One good way to better understand your own process is to evaluate what tools you most often use.
In my function as something like a small publisher, my roles span business development and account, program and project management to strategy development and, still, limited tactical efforts on editorial, events and product creation and maintenance. That means my workflow roughly resembles what our digital media company looks like across the board.
Take a peek into my workflow below.
Here are the most commonly opened tabs in a web browser for me:
- Gmail (email): I try to only check my email three times a day but many of my tasks involve external communication too.
- Asana (task management): I rely heavily on this tool to drive my daily tasks. We brought this into our company almost two years ago but in the last year I turned up my usage of this, becoming an absolutely dominant part of my execution strategy.

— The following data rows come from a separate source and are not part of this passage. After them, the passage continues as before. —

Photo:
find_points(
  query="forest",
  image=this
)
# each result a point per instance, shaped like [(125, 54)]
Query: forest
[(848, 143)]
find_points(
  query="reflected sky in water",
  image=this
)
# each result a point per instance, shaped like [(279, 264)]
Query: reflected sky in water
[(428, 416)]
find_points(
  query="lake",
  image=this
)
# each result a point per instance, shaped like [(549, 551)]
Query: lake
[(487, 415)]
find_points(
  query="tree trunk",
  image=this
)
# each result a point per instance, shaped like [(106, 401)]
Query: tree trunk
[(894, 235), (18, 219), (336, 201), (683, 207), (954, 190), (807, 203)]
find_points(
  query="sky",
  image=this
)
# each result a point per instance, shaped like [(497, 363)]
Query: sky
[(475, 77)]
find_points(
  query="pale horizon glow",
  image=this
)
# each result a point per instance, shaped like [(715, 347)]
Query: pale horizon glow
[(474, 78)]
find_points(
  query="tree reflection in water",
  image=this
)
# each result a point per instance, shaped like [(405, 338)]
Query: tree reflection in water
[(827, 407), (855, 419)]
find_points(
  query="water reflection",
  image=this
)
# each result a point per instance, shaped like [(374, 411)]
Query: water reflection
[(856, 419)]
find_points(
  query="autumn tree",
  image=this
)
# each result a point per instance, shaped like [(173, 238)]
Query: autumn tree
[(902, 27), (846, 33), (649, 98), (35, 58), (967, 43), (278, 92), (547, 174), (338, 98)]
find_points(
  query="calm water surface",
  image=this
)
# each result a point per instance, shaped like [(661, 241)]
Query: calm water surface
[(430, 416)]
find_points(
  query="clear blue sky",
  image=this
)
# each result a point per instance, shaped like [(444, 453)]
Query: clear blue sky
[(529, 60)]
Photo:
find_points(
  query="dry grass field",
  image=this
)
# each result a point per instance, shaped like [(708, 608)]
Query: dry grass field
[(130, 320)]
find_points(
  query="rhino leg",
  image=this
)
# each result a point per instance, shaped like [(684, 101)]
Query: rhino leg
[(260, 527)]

- Slack (team communication): Replacing internal email, team IM and even some water cooler chat, I use this tool for quick team collaboration and updates. You can risk being distracted by a tool like this so we coach our team to limit its use.
- Google Cal (calendar): I sync both my personal and professional appointments here. I also use this to block out time for me to work on projects or deliver deadlines that might otherwise get lost.
- GDrive (file management): This is where we keep documents and files and where I build out proposals and initial strategy documents.
- Hubspot (client relationship management): We’re still testing out the rather expensive tool but it’s where we keep and track deals and proposals.
- Quickbooks (budgeting): We use the cloud-based tool for accounts receivable and payable.
- WordPress (content management system): They still let me climb into our CMS for the occasional byline.